Aos poucos, vamos entrando nesse mundo real, duro e injusto em que vive Daniel e também todos nós
vivemos, por isso afirmei acima, Daniel poderia ser qualquer um de nós. O que
temos além de um trabalho para sobrevivermos? E quando não somos mais
produtivos o que viramos? Um vagabundo, um preguiçoso, um sem teto, um número
de inscrição? Daniel irá questionar todos esses significantes, além, do mais
importante, a dignidade. A medida em que o sujeito, não tem um lugar econômico e
social no mundo, ele perde sua dignidade. Vamos perceber isso em outros
personagens do filme, como a amiga, mãe solteira e desempregada que ele apoia. A dignidade de Kate vai sendo minada aos poucos, devido a questão da sobrevivência
dela e de seus filhos. A cena em
que ela recebe a cesta básica, e não consegue se controlar abrindo uma lata de
molho e comendo escondido porque estava quase desmaiando de fome ou o furto de
absorventes, que não eram doados, é de cortar o coração. Comer, morar, ter higiene,
são direitos básicos, sem isso o que o ser humano se torna? Um indigente, um
nada ou um simples número como Daniel irá desabafar em sua carta.
O filme é um grande alerta ao mundo em que
vivemos, no qual, devido ao neoliberalismo, que inclusive, se instala a todo
vapor em nosso país, não respeita e não se importa com direitos e bem- estar do
trabalhador. Não é isso que começamos a ver com as novas leis trabalhistas que
o governo ilegítimo de Temer tentar impôr? Doze horas de trabalho,
aposentadoria com 50 anos de trabalho, negociações salariais e flexibilidade de
carga horária com empregadores. Como alguém irá trabalhar 50 anos para se aposentar? E se o trabalhador
for acometido com uma doença grave como Daniel Blake? Como irá sobreviver com
uma percentagem mínima de sua aposentadoria? Como depois de velhos, alguns, doentes, poderão
complementar sua renda? No Brasil já vemos Daniels Blake, sentados nos INSS, e
recentemente vimos aposentados do Rio de Janeiro, passando dificuldades porque
não recebem seus salários. Li outro dia, num post do Facebook, um professor
debatendo com um aluno que afirmava que o capitalismo e o socialismo nasceram
na mesma época, pós revolução industrial, no entanto, o socialismo segundo o
aluno, tinha fracassado. O professor respondeu prontamente: mas se não fosse o
socialismo, você trabalharia quinze horas por dia, foi o socialismo que lutou e conquistou para os trabalhadores a redução na jornada de trabalho.

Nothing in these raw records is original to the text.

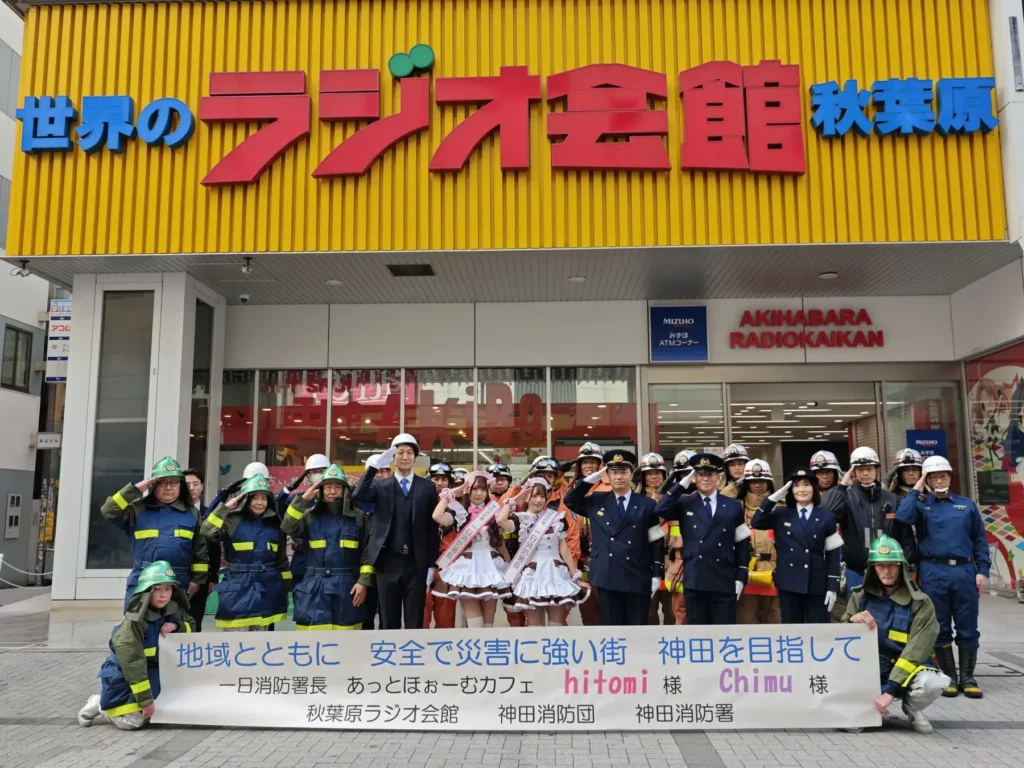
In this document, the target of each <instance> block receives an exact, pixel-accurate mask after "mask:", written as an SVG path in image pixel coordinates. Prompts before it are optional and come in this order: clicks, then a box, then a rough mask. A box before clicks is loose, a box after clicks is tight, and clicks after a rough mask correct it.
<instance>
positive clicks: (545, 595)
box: [498, 477, 590, 627]
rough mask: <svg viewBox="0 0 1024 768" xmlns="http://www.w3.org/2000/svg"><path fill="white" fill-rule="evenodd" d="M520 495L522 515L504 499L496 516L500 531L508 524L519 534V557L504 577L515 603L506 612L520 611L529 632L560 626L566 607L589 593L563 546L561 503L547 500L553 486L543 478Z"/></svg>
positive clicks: (508, 568)
mask: <svg viewBox="0 0 1024 768" xmlns="http://www.w3.org/2000/svg"><path fill="white" fill-rule="evenodd" d="M523 490H524V493H525V494H526V500H525V504H526V509H525V510H523V511H522V512H514V511H513V508H514V506H515V503H514V501H512V500H508V501H506V502H505V504H504V505H502V510H501V511H500V512H499V513H498V524H499V525H500V526H502V527H506V528H507V523H508V522H509V521H511V522H512V523H513V524H514V525H515V527H516V529H517V530H518V534H519V551H518V552H517V557H516V558H515V559H514V560H513V561H512V563H511V564H510V565H509V568H508V570H507V571H506V572H505V580H506V581H507V582H510V583H513V587H512V595H513V598H514V599H513V601H512V603H511V604H510V605H506V610H507V611H509V612H511V613H514V612H524V613H525V614H526V625H527V626H528V627H544V626H545V625H546V624H547V625H548V626H556V625H564V624H565V616H566V610H565V608H566V607H568V606H571V605H579V604H580V603H582V602H583V601H584V600H586V599H587V597H588V596H589V595H590V590H589V589H587V588H586V587H584V586H583V581H582V580H583V573H582V572H581V571H580V570H578V569H577V567H575V561H574V560H573V559H572V553H571V552H569V548H568V545H567V544H566V541H565V540H566V525H565V517H566V513H564V512H562V511H560V510H559V507H560V503H561V499H551V498H550V494H551V486H550V485H548V481H547V480H545V479H544V478H543V477H531V478H529V479H528V480H526V482H525V483H524V486H523ZM535 534H536V535H537V536H534V535H535ZM545 620H546V621H545Z"/></svg>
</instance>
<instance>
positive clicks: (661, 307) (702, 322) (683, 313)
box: [650, 304, 708, 362]
mask: <svg viewBox="0 0 1024 768" xmlns="http://www.w3.org/2000/svg"><path fill="white" fill-rule="evenodd" d="M650 361H651V362H708V307H706V306H703V305H697V304H693V305H687V306H652V307H650Z"/></svg>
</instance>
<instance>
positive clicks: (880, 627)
mask: <svg viewBox="0 0 1024 768" xmlns="http://www.w3.org/2000/svg"><path fill="white" fill-rule="evenodd" d="M843 621H844V622H853V623H855V624H866V625H867V626H868V627H869V628H871V629H874V630H877V635H878V639H879V666H880V672H881V674H882V678H881V684H882V692H881V693H880V694H879V696H878V697H877V698H876V699H874V706H876V708H877V709H878V710H879V713H880V714H882V715H887V714H889V707H890V706H891V705H892V703H893V702H894V701H895V700H896V699H897V698H898V699H900V700H901V701H902V706H903V712H904V714H905V715H906V716H907V718H908V719H909V720H910V725H911V726H912V727H913V729H914V730H915V731H918V732H919V733H931V732H932V730H933V728H932V725H931V723H929V722H928V720H927V719H926V718H925V714H924V710H925V708H926V707H928V706H929V705H931V703H932V702H933V701H935V699H936V698H938V697H939V695H940V694H941V692H942V690H943V688H944V687H945V686H946V685H947V684H948V683H949V678H948V677H946V675H944V674H940V673H938V672H937V671H934V670H929V669H927V668H925V667H924V665H925V664H926V663H927V662H928V658H929V656H930V655H931V653H932V647H933V646H934V645H935V638H936V637H938V634H939V624H938V622H937V621H936V620H935V606H934V605H933V604H932V601H931V599H929V597H928V595H926V594H925V593H924V592H922V591H921V589H920V588H919V587H918V585H916V584H914V583H913V580H912V579H911V578H910V569H909V567H908V565H907V562H906V559H905V558H904V557H903V550H902V548H901V547H900V546H899V543H898V542H897V541H896V540H895V539H890V538H889V537H887V536H882V537H879V538H878V539H876V540H874V541H873V542H872V543H871V547H870V551H869V552H868V555H867V570H866V572H865V573H864V583H863V584H862V585H861V586H859V587H857V588H855V589H854V590H853V591H852V593H851V594H850V601H849V603H848V604H847V606H846V613H844V614H843Z"/></svg>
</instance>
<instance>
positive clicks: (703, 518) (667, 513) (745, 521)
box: [655, 483, 751, 594]
mask: <svg viewBox="0 0 1024 768" xmlns="http://www.w3.org/2000/svg"><path fill="white" fill-rule="evenodd" d="M655 512H656V514H658V515H659V516H662V517H664V518H665V519H666V520H679V535H680V536H681V537H682V538H683V589H684V590H697V591H701V592H727V593H729V594H735V592H736V582H741V583H743V584H746V574H748V569H749V567H750V560H751V530H750V528H749V527H746V513H745V512H744V510H743V505H742V504H741V503H740V502H737V501H736V500H735V499H730V498H728V497H725V496H722V495H721V494H719V495H718V498H717V501H716V509H715V518H714V519H709V517H708V514H707V513H706V512H705V508H703V501H702V500H701V498H700V494H697V493H695V492H694V493H692V494H683V488H682V486H681V485H679V483H676V484H675V485H673V486H672V487H671V488H670V489H669V493H668V494H666V495H665V496H663V497H662V500H660V501H659V502H658V503H657V507H656V509H655Z"/></svg>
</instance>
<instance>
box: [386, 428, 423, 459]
mask: <svg viewBox="0 0 1024 768" xmlns="http://www.w3.org/2000/svg"><path fill="white" fill-rule="evenodd" d="M399 445H412V447H413V454H414V455H416V456H419V455H420V443H419V442H417V441H416V438H415V437H413V435H411V434H409V433H408V432H402V433H401V434H399V435H395V438H394V439H393V440H391V447H398V446H399Z"/></svg>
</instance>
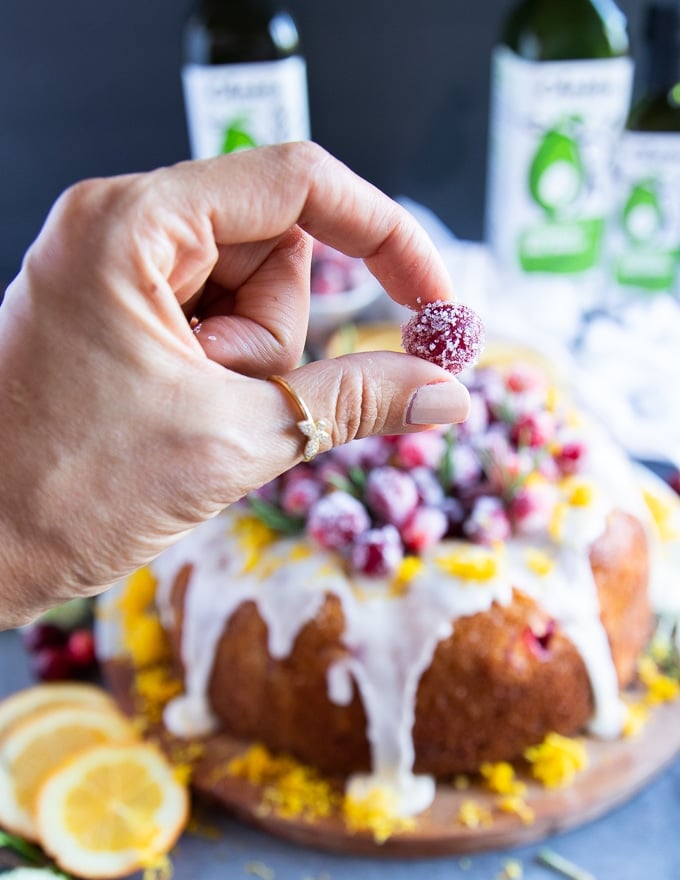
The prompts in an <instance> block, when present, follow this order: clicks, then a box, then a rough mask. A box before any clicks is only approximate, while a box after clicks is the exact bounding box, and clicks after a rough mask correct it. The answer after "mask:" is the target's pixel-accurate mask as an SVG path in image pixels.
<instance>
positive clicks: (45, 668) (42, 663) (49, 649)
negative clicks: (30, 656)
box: [31, 646, 73, 681]
mask: <svg viewBox="0 0 680 880" xmlns="http://www.w3.org/2000/svg"><path fill="white" fill-rule="evenodd" d="M31 666H32V670H33V674H34V675H35V677H36V678H37V679H39V680H40V681H64V680H66V679H69V678H71V676H72V675H73V663H72V662H71V658H70V657H69V655H68V653H67V652H66V650H65V649H64V648H59V647H54V646H51V647H46V648H41V649H40V650H39V651H37V652H36V653H35V654H34V655H33V659H32V662H31Z"/></svg>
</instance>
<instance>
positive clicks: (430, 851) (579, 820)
mask: <svg viewBox="0 0 680 880" xmlns="http://www.w3.org/2000/svg"><path fill="white" fill-rule="evenodd" d="M104 672H105V676H106V679H107V681H108V684H109V687H110V689H111V691H112V692H113V694H114V696H115V697H116V699H117V700H118V702H119V703H120V705H121V706H122V708H123V709H125V710H126V711H128V712H131V711H132V703H133V698H132V692H131V682H132V675H131V669H130V666H129V664H128V663H127V662H126V661H125V660H122V659H115V660H108V661H105V663H104ZM159 734H160V737H161V739H162V740H163V741H164V744H165V745H166V746H167V747H168V748H169V749H172V748H173V747H177V746H179V745H180V744H183V745H184V746H186V742H185V741H178V740H174V741H173V740H172V738H171V737H169V735H168V734H167V733H165V732H164V731H160V732H159ZM201 742H202V743H203V744H204V747H205V748H204V753H203V757H202V758H201V759H200V761H199V762H198V764H197V765H196V767H195V771H194V775H193V783H192V784H193V787H194V789H195V791H196V793H197V794H199V795H201V796H204V797H206V798H208V799H210V800H212V801H214V802H217V803H218V804H220V805H221V806H222V807H224V808H225V809H227V810H228V811H229V812H231V813H232V814H234V815H235V816H237V817H238V818H240V819H242V820H243V821H245V822H247V823H249V824H251V825H255V826H258V827H259V828H262V829H263V830H265V831H267V832H270V833H271V834H275V835H277V836H279V837H282V838H285V839H286V840H289V841H293V842H295V843H299V844H302V845H304V846H309V847H313V848H315V849H322V850H327V851H333V852H339V853H348V854H354V855H370V856H389V857H400V858H408V857H411V858H413V857H423V856H437V855H456V854H460V855H462V854H470V853H479V852H483V851H486V850H493V849H505V848H507V847H512V846H519V845H522V844H526V843H531V842H533V841H536V840H540V839H542V838H544V837H547V836H548V835H550V834H554V833H556V832H558V831H565V830H567V829H569V828H574V827H575V826H577V825H581V824H584V823H586V822H589V821H591V820H592V819H595V818H597V817H598V816H601V815H603V814H604V813H606V812H607V811H609V810H611V809H612V808H613V807H615V806H617V805H618V804H621V803H623V802H624V801H626V800H627V799H629V798H630V797H632V796H633V795H634V794H635V793H636V792H637V791H639V790H640V789H641V788H642V787H643V786H644V785H645V784H646V783H648V782H649V781H650V780H651V779H652V778H653V777H654V776H655V775H656V774H658V773H660V772H661V771H662V770H663V768H664V767H665V766H666V765H667V764H668V763H669V762H670V761H671V760H672V759H673V758H674V757H675V756H676V755H677V754H678V753H679V752H680V701H676V702H675V703H666V704H664V705H661V706H658V707H656V708H654V709H653V710H652V713H651V715H650V718H649V720H648V722H647V724H646V725H645V726H644V727H643V728H642V730H641V731H640V732H639V733H638V734H637V735H636V736H635V737H632V738H628V739H620V740H616V741H614V742H605V741H602V740H597V739H594V738H587V739H586V746H587V751H588V755H589V766H588V768H587V769H586V770H583V771H582V772H581V773H580V774H578V776H577V777H576V779H575V781H574V782H573V783H572V784H571V785H569V786H567V787H565V788H560V789H552V790H551V789H546V788H543V787H542V786H540V785H538V784H535V783H531V782H529V783H528V791H527V794H526V796H525V801H526V802H527V804H528V805H529V806H530V807H531V808H532V809H533V810H534V813H535V819H534V821H533V823H532V824H530V825H528V824H524V823H523V822H522V821H521V819H520V818H519V817H518V816H517V815H515V814H509V813H503V812H501V811H500V810H499V809H498V807H497V806H495V803H496V801H497V798H498V796H497V795H494V794H492V793H490V792H488V791H486V790H484V789H483V788H482V787H478V786H473V787H471V788H469V789H467V790H465V791H459V790H456V789H455V788H454V787H453V786H450V785H443V784H441V785H439V786H438V787H437V794H436V797H435V801H434V803H433V805H432V806H431V807H430V809H429V810H427V811H426V812H425V813H423V814H422V815H421V816H419V817H418V822H417V827H416V828H415V829H414V830H413V831H408V832H399V833H395V834H393V835H392V836H391V837H389V838H388V839H387V840H386V841H385V842H384V843H382V844H378V843H376V841H375V840H374V838H373V836H372V835H371V834H370V833H363V832H362V833H354V834H353V833H350V832H349V831H348V830H347V828H346V827H345V824H344V822H343V821H342V818H341V817H340V816H332V817H330V818H327V819H320V820H316V821H314V822H307V821H303V820H301V819H282V818H280V817H279V816H276V815H274V814H272V813H268V814H264V815H263V814H262V812H261V810H260V804H261V797H262V790H261V788H260V787H259V786H256V785H252V784H251V783H249V782H247V781H245V780H243V779H239V778H236V777H232V776H225V775H223V774H220V773H219V768H220V767H223V766H224V765H225V762H227V761H228V760H229V759H230V758H232V757H234V756H235V755H238V754H241V753H243V752H244V751H245V750H246V749H247V748H248V746H249V745H251V743H248V742H243V741H240V740H236V739H234V738H233V737H230V736H227V735H226V734H219V735H215V736H212V737H210V738H208V739H205V740H201ZM470 799H472V800H474V801H475V802H476V803H477V804H479V805H480V806H483V807H486V808H488V809H489V810H491V812H492V814H493V824H491V825H489V826H482V827H479V828H467V827H465V826H464V825H462V824H460V822H459V821H458V818H457V817H458V812H459V810H460V807H461V804H462V803H463V801H465V800H470Z"/></svg>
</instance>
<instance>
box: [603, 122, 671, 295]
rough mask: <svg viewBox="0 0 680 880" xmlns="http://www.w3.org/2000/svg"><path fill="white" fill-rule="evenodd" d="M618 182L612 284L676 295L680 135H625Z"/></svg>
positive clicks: (652, 292) (621, 152) (622, 143)
mask: <svg viewBox="0 0 680 880" xmlns="http://www.w3.org/2000/svg"><path fill="white" fill-rule="evenodd" d="M616 178H617V194H618V199H617V204H616V211H615V214H614V217H613V219H612V228H611V258H612V270H613V274H614V279H615V281H616V282H617V284H619V285H620V286H621V287H622V288H625V289H627V290H629V291H631V292H635V291H637V292H640V293H644V292H646V293H655V292H661V293H672V292H673V291H676V290H678V292H679V293H680V290H679V289H678V283H679V281H680V277H679V276H680V271H679V270H680V134H671V133H668V134H666V133H658V134H657V133H654V134H649V133H646V132H645V133H643V132H626V133H625V134H624V135H623V137H622V138H621V144H620V148H619V151H618V155H617V162H616Z"/></svg>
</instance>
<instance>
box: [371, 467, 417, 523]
mask: <svg viewBox="0 0 680 880" xmlns="http://www.w3.org/2000/svg"><path fill="white" fill-rule="evenodd" d="M366 503H367V504H368V506H369V507H370V509H371V510H372V511H373V513H375V515H376V516H377V517H378V518H380V519H382V520H385V522H388V523H392V524H393V525H395V526H400V525H401V524H402V523H404V522H406V520H407V519H408V518H409V516H411V514H412V513H413V511H414V510H415V509H416V507H417V506H418V489H417V487H416V484H415V482H414V480H413V478H412V477H411V476H410V474H407V473H406V472H405V471H400V470H398V469H397V468H394V467H390V466H389V465H386V466H385V467H381V468H376V469H375V470H374V471H371V473H370V474H369V476H368V480H367V481H366Z"/></svg>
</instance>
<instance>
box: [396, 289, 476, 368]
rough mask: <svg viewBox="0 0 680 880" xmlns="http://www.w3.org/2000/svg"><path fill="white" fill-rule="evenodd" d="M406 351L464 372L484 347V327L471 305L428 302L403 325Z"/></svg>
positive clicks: (472, 362)
mask: <svg viewBox="0 0 680 880" xmlns="http://www.w3.org/2000/svg"><path fill="white" fill-rule="evenodd" d="M401 338H402V342H403V345H404V349H405V351H407V352H408V353H409V354H412V355H415V356H416V357H419V358H423V359H424V360H426V361H430V362H431V363H433V364H437V365H438V366H440V367H443V368H444V369H445V370H448V371H449V372H450V373H460V372H461V370H464V369H465V367H468V366H471V365H472V364H474V363H475V362H476V361H477V360H478V358H479V355H480V354H481V352H482V348H483V347H484V326H483V324H482V320H481V318H480V317H479V315H478V314H477V313H476V312H475V311H474V310H473V309H471V308H470V307H469V306H465V305H463V304H462V303H458V302H446V301H444V300H439V301H437V302H433V303H426V304H425V305H424V306H422V307H421V308H420V309H419V311H417V312H416V314H415V315H414V316H413V317H412V318H411V319H410V320H408V321H406V323H405V324H403V325H402V328H401Z"/></svg>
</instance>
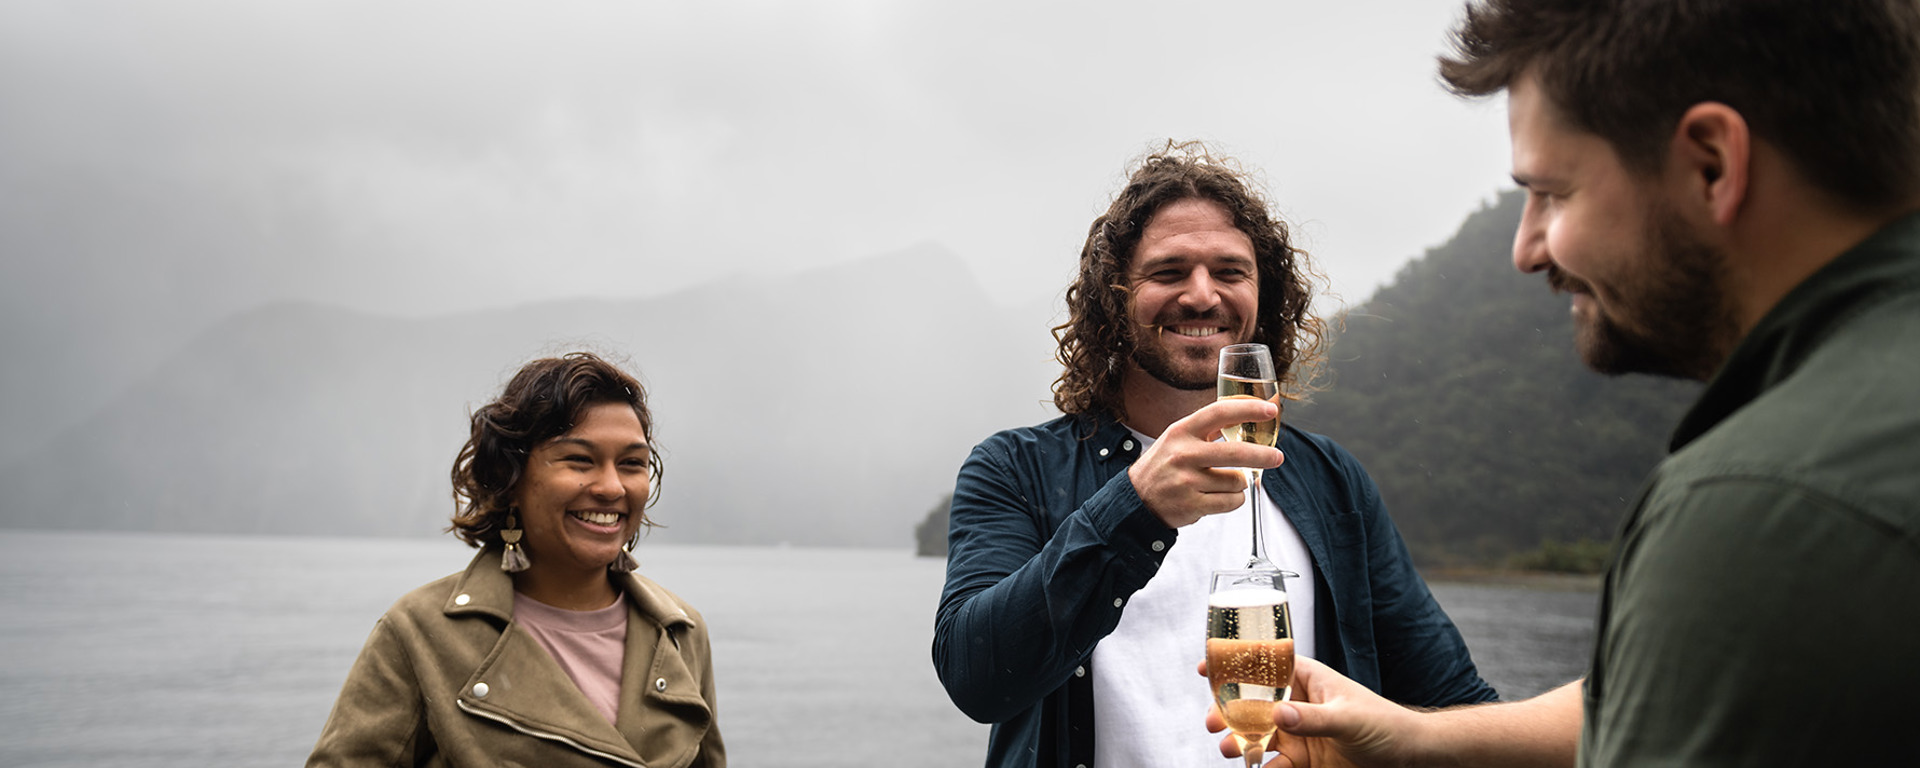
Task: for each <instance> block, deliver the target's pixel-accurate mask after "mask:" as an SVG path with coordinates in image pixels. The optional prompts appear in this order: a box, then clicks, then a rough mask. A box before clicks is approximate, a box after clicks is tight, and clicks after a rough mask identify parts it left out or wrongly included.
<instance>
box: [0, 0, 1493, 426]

A Revolução Industrial ficou para trás, os trabalhadores não são mais escravos. Será? Ou vivemos
o novo modelo de escravidão na contemporaneidade, travestido no neoliberalismo, no qual o salve se quem
puder é o ditado marcante para os sujeitos? Nesse mundo cada vez mais
capitalista, mais desigual, onde afetos verdadeiros como o de Daniel por sua amiga Kate e seus filhos é algo cada
vez mais raro e a banalização da miséria do outro, da violência e da morte se
tornam cada vez mais presentes, constatamos, infelizmente, que o filme: Eu,
Daniel Blake, longe de ser uma ficção é um alerta para um futuro próximo que abocanhará a todos nós.
Muito bem colocado seu artigo... filme excelente para percebermos como esse neoliberalismo tenta de todas as formas tirar de nós a essência que é o afeto. Somos sujeitos empreendedores de si e assim é a meta de vida. Vamos perdendo sensibilidade e colocando no lugar desejos materiais.